Keetch argues critics should consider the relatively small number of lawsuits filed: With more than 11,000 Mormon congregations in the United States, the suits represent claims against a tiny fraction of the church's clergy.
But solely examining claims made in filed lawsuits gives a deceptively narrow impression of the scope of the problem, Kosnoff retorts.
First, victims' families have made additional, informal claims directly to the church. Keetch did not provide a number of such claims, but said he is personally involved in handling "three or four" a year.
Second, many families are understandably reluctant to pursue legal action against their church, even if they feel mistakes were made. Oakland attorney William Johnson represented several families who sued a California Little League and Babe Ruth organization after their sons were molested by a popular coach.

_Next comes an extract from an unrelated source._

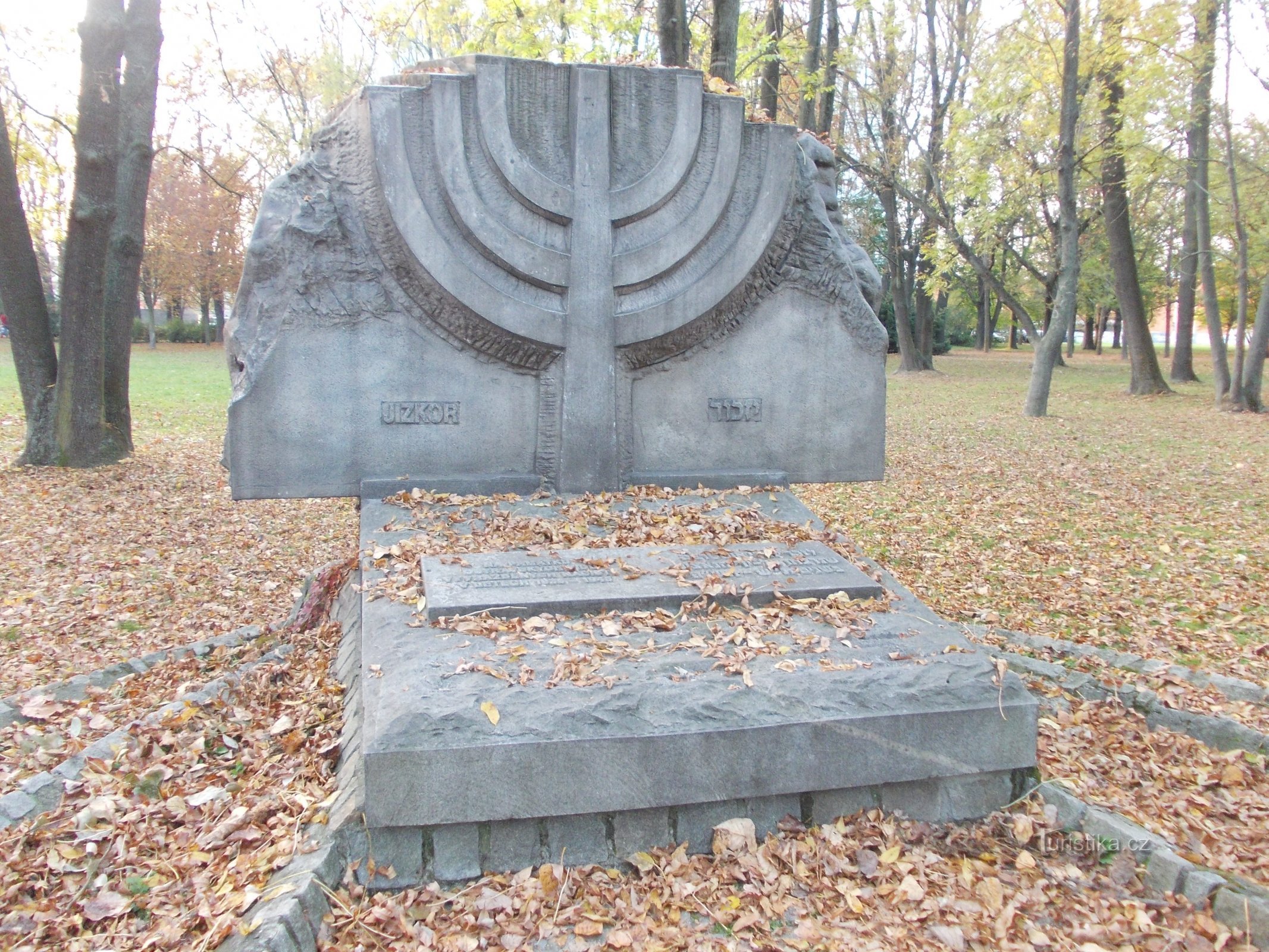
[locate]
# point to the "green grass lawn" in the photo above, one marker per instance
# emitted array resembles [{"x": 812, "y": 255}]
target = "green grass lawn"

Some families also sued the LDS Church, contending it had known of sexual misconduct by the coach, a Mormon, and failed to report it. The coach had been previously excommunicated for sexual misconduct, but later was reinstated.
Other families declined to sue the church. "They didn't think they could continue to worship in the church with that going on," Johnson said.
Kosnoff said he has talked with Mormon families who decided against suing their church, believing "it's the true church, and that would be like suing God, and you can't do that."
LDS families often make the church the center of both their spiritual and social lives, and suing would place extraordinary stress on them, Kosnoff adds. The Oregon youth represented by Kosnoff has left the church, sending him into a version of culture shock, the attorney said. "There never was a non-Mormon in their [the family's] house."
Even the church's response to lawsuits is in dispute. Keetch argues the number of suits has dropped in recent years because the church is compassionate. When it learns of an allegation "a church leader didn't do all that he could . . . [it] immediately goes in and offers counseling for as long as it takes," he said. It also offers money for tutoring and other family needs. "When attorneys especially are willing to [accept] that, we simply don't have a problem with the lawsuits," Keetch said. Los Angeles psychologist Paul Lees-Haley, who has evaluated victims bringing claims against several churches, said the LDS Church "has a surprisingly generous attitude toward the people suing them. [Representatives say] 'Don't be bashful about telling us ways we can help them.' "
Some attorneys counter they have faced aggressive litigation tactics from the church. Indeed, Keetch draws a distinction between claims from families willing to settle for counseling and other assistance, and lawsuits that demand hefty punitive damages. He condemns such suits as "attorney retirement plans," because lawyers usually receive a third or more of any award as their fees.
"The problem we run into is when we have an attorney say, 'I want $750 million, or I want $100 million, or I want $50 million.' " Such a suit, he adds, "the church will fight until it is dead . . . because all of a sudden it's not anymore about helping the child. In fact, it's about hurting the child."
But lawyers argue such suits are aimed at benefiting children in general, by driving improvements in the church's training for clergy and its response to child sexual abuse. "Nobody's going to take it seriously until one of these cases hits it big," Kosnoff said.
Rebecca Doe, the mother of the children abused in West Virginia, agrees.
"We'd like to prevent this from happening to other kids," she told The Tribune. Her own children are angry their abuse continued, both for their own suffering and because the long-term abuse led to the virtual life sentence imposed on their father, she said.
If church officials had reported the abuse in 1989, "they would have stopped it a lot sooner," she said, "and the children wouldn't have so many scars now."